Otro aspecto importante es la radicalidad del seguimiento, significado en la figura de la semilla de trigo que tiene que morir para que rinda fruto: “Os aseguro que si el grano de trigo no cae en tierra y muere, queda infecundo; pero si muere, da mucho fruto. El que se ama a sí mismo se pierde, y el que se aborrece a sí mismo en este mundo se guardará para la vida eterna”. Se refería, no tan solo a su Pasión y muerte inminentes, sino también a los que decidamos seguirlo. “El que quiera servirme, que me siga, y donde esté yo, allí también estará mi servidor; a quien me sirva, el Padre lo premiará”.

Como tantas otras veces, Jesús echa mano de los símbolos agrícolas, conocidos por todos los de su tiempo, para transmitir su mensaje. Y el mensaje es claro; el verdadero seguidor de Jesús tiene que “morir” para poder convertirse en generador de fraternidad y agente de salvación para otros. Aunque Jesús lo llevó al extremo de la privación violenta de la vida, ese “morir” para nosotros implica morir a todo lo que nos impida seguir sus pasos y entregarnos a servir a otros por amor, que es a lo que Él nos invita, con la certeza de que, al igual que Él, el Padre nos premiará.

Jesús nos invita a seguirle. El camino es difícil, pero la recompensa es eterna…

REFLEXIÓN PARA EL SÁBADO DE LA CUARTA SEMANA DE CUARESMA 20-03-21

“Jamás ha hablado nadie como ese hombre”.

En las lecturas que contemplamos hoy se percibe un ambiente de tensión. Ya se ve en el horizonte el drama de la Pasión…
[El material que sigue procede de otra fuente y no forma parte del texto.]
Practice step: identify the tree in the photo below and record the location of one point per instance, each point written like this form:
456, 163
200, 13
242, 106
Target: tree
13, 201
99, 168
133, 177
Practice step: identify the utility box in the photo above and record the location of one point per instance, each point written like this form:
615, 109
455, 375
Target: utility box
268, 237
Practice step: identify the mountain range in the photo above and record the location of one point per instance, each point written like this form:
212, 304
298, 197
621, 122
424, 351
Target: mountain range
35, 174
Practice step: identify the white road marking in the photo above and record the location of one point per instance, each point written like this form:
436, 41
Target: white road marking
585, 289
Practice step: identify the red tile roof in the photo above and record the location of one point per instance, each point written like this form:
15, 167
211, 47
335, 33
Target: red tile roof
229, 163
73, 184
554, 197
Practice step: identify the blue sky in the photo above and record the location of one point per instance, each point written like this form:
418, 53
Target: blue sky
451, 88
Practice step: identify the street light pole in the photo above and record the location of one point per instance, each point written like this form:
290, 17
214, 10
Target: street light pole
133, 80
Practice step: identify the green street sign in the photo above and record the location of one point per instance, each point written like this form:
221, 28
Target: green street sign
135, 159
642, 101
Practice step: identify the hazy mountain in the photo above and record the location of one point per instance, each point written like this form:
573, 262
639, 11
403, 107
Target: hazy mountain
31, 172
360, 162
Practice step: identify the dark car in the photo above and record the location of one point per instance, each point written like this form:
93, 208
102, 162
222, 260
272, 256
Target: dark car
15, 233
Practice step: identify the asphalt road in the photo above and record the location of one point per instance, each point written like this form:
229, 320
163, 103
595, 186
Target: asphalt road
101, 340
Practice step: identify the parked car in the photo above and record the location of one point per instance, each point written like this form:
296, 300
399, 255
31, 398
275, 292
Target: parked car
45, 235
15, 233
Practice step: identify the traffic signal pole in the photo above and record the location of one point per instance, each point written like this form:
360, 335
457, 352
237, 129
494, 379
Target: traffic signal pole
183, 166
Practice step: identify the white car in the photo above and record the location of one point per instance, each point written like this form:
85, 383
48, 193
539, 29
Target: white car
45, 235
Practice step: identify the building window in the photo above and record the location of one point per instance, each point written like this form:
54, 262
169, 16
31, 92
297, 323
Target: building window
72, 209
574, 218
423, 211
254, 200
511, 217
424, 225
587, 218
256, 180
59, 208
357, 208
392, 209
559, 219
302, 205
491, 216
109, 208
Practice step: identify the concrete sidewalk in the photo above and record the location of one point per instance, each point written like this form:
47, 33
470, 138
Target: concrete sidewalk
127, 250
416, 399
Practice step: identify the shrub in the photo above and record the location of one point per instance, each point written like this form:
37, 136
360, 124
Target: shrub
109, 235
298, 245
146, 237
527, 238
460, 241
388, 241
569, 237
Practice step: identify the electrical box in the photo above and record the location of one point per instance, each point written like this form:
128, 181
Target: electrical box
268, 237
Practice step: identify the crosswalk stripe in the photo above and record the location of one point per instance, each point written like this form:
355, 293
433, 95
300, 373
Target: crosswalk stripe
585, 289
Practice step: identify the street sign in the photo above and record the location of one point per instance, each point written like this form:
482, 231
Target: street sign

La primera lectura (Jr 11,18-20) continúa prefigurando la Pasión, con la imagen del “cordero manso, llevado al matadero”. Seis siglos antes que Jesús, Jeremías también había sido perseguido por anunciar la palabra de Dios e invitar a su pueblo a la conversión.

Esa imagen del cordero, tan asociada al “cordero pascual” que representa la figura de Cristo, enfatiza la inocencia de la víctima y la injusticia del sacrificio; sacrificio que fue justificado por la Ley.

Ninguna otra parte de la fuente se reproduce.